Identifying in vivo DCE MRI parameters correlated with ex vivo quantitative microvessel architecture: A radiohistomorphometric approach

We introduce a novel radiohistomorphometric method for quantitative correlation and subsequent discovery of imaging markers for aggressive prostate cancer (CaP). While this approach can be employed in the context any imaging modality and disease domain, we seek to identify quantitative dynamic contrast enhanced (DCE) magnetic resonance imaging (MRI) attributes that are highly correlated with density and architecture of tumor microvessels, surrogate markers of CaP aggressiveness. This retrospective study consisted of five Gleason score matched patients who underwent 3 Tesla multiparametric MRI prior to radical prostatectomy (RP). The excised gland was sectioned and quartered with a rotary knife.
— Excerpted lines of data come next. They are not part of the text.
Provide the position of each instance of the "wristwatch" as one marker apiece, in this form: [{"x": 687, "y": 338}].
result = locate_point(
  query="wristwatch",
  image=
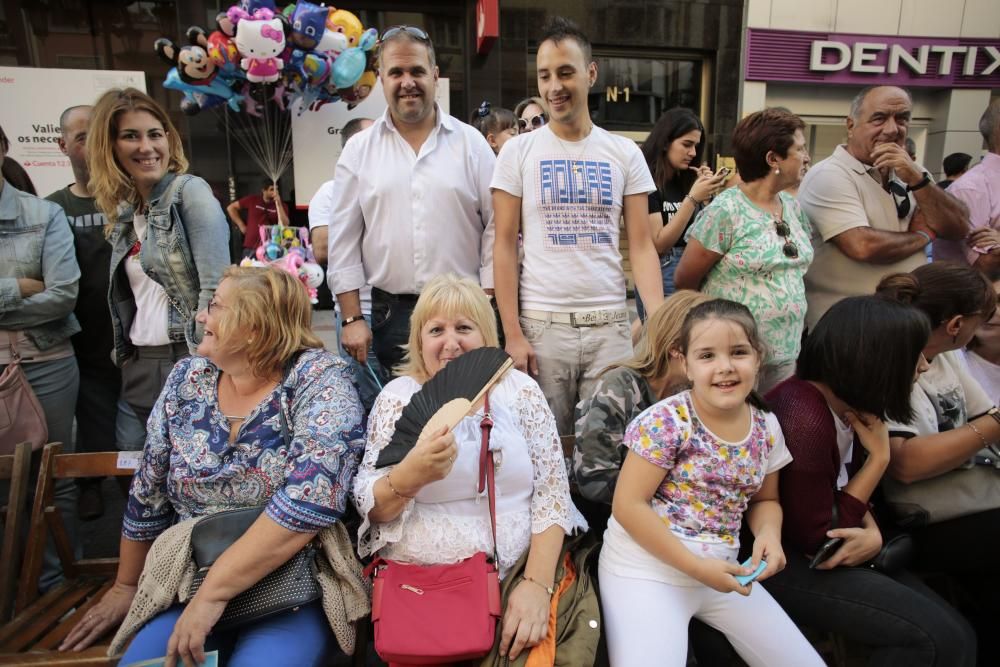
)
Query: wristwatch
[{"x": 924, "y": 182}]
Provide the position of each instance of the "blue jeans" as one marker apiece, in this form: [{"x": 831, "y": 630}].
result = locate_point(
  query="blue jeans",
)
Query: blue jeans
[
  {"x": 902, "y": 620},
  {"x": 668, "y": 264},
  {"x": 300, "y": 637}
]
For each serial section, digitized images of individual quadrants were reconstructed into pseudo whole mount sections via previously developed stitching program. The individual quadrants were stained with vascular marker CD31 and annotated for CaP by an expert pathologist. The stained microvessel regions were quantitatively characterized in terms of density and architectural arrangement via graph algorithms, yielding a series of quantitative histomorphometric features. The reconstructed pseudo whole mount histologic sections were non-linearly co-registered with DCE MRI to identify tumor extent on MRI on a voxel-by-voxel basis. Pairwise correlations between kinetic and microvessel features within CaP annotated regions on the two modalities were computed to identify highly correlated attributes. Preliminary results of the radiohistomorphometric correlation identified 8 DCE MRI kinetic features that were highly and significantly (p<0.05) correlated with a number of microvessel parameters. Most of the identified imaging features were related to rate of washout (Rwo) and initial area under the curve (IAUC). Association of those attributes with Gleason patterns showed that the identified imaging features clustered most of the tumors with primary Gleason pattern of 3 together. These results suggest that Rwo and IAUC may be promising candidate imaging markers for identification of aggressive CaP in vivo.